Not really. Recent Best-of-Show winners have included Scottish deerhounds and Clumber spaniels, and I've still seen few of them anywhere, much less a sudden flood of cheap genetic knock-offs at the dog park.
So we'll tune in Monday night to see the Hound group, and, if Vaska wants to stay up and watch, we'll stick around and see who else does well.
(Here's the latest from Team Cul de Sac)
And how I miss Owen Dunne's short-lived "Tommy Watches Television."
An entirely parallel post could be constructed about CFA and TICA.
How long do you think it will take for St. Bernard - Australian shepherd mixes to take off in popularity?
Emma and Jax have limited registrations, too, as does Guinness.
Sorry for the disjointed nature of this comment. Kelsey's directing it. He wants me to find a dumpster now, so he can have a nice atavistic roll.
Bye.
Posted by: Sherwood Harrington | 02/11/2012 at 10:28 AM
Another reason NOT to like the Westminster Dog Show: they've just changed dog food sponsors because they didn't like the old sponsor Pedigree's recent ads, focusing on pound animals needing adoption.

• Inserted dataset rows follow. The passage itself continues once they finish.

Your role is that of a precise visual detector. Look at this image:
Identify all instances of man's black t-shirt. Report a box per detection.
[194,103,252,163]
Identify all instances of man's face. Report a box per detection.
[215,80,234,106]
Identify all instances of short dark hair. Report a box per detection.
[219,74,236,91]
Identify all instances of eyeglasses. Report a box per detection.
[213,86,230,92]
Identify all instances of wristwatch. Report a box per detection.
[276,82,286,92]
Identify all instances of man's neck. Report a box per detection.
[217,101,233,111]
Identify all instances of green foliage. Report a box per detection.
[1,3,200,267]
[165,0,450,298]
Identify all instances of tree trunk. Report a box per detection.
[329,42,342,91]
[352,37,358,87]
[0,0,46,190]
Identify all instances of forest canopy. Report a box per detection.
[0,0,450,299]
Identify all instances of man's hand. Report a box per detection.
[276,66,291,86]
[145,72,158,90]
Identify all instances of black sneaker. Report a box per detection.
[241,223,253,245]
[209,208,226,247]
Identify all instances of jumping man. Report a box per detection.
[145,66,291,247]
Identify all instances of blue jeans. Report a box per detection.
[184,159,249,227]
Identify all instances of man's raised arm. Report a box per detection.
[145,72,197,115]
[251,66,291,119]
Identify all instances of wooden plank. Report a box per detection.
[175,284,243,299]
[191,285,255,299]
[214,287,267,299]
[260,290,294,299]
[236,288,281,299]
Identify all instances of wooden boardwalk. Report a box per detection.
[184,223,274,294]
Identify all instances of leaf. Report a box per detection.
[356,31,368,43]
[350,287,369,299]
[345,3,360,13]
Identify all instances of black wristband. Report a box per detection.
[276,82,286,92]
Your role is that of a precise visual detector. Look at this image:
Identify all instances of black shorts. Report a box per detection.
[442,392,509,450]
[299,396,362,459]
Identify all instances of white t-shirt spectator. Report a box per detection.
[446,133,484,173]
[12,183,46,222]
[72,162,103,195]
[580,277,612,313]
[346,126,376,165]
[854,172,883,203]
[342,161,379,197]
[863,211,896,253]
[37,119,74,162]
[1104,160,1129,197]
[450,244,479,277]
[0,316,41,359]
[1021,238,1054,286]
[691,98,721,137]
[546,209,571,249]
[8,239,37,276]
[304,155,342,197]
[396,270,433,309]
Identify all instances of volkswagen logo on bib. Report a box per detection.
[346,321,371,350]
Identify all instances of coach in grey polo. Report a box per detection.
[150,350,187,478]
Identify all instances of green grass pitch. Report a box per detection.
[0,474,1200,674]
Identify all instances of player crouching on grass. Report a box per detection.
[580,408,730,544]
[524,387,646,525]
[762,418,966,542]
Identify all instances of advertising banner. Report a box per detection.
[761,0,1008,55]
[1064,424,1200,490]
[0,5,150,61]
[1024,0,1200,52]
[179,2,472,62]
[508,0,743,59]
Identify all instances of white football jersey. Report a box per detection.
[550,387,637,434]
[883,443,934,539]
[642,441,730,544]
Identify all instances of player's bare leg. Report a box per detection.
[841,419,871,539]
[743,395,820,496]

http://www.nytimes.com/2012/02/11/nyregion/westminster-dog-show-parts-ways-with-pedigree-a-longtime-sponsor.html
They said the dogs in the ads didn't fit with the Dog Show's image because they were "sad", but I think it was because they weren't purebred.
Posted by: Craig L | 02/11/2012 at 04:42 PM
Wow. I was actually prepared for some flak from the adoption people who would be mad that I talked about getting purebred pups. But, to play with the cliche, most of Vaska's best friends are adopted mixed breeds. And I'll probably go that way next time around, which I hope is about a dozen years from now.
What I wasn't prepared for was to find out that WKC could be such jerks. Ah, well, I said my feelings were mixed.
Less so now than they were 15 minutes ago.
Posted by: Mike Peterson | 02/11/2012 at 04:54 PM
http://www.youtube.com/watch?v=yeifMjqpsg0
Posted by: Owen | 02/11/2012 at 06:38 PM
I really, really, really despised "A Mighty Wind," because they just didn't get it. They mocked something, not for its own faults, but for what they perceived to be its faults, based on stupid media images they (foolishly) believed to be true.
On the other hand, I loved "Best in Show."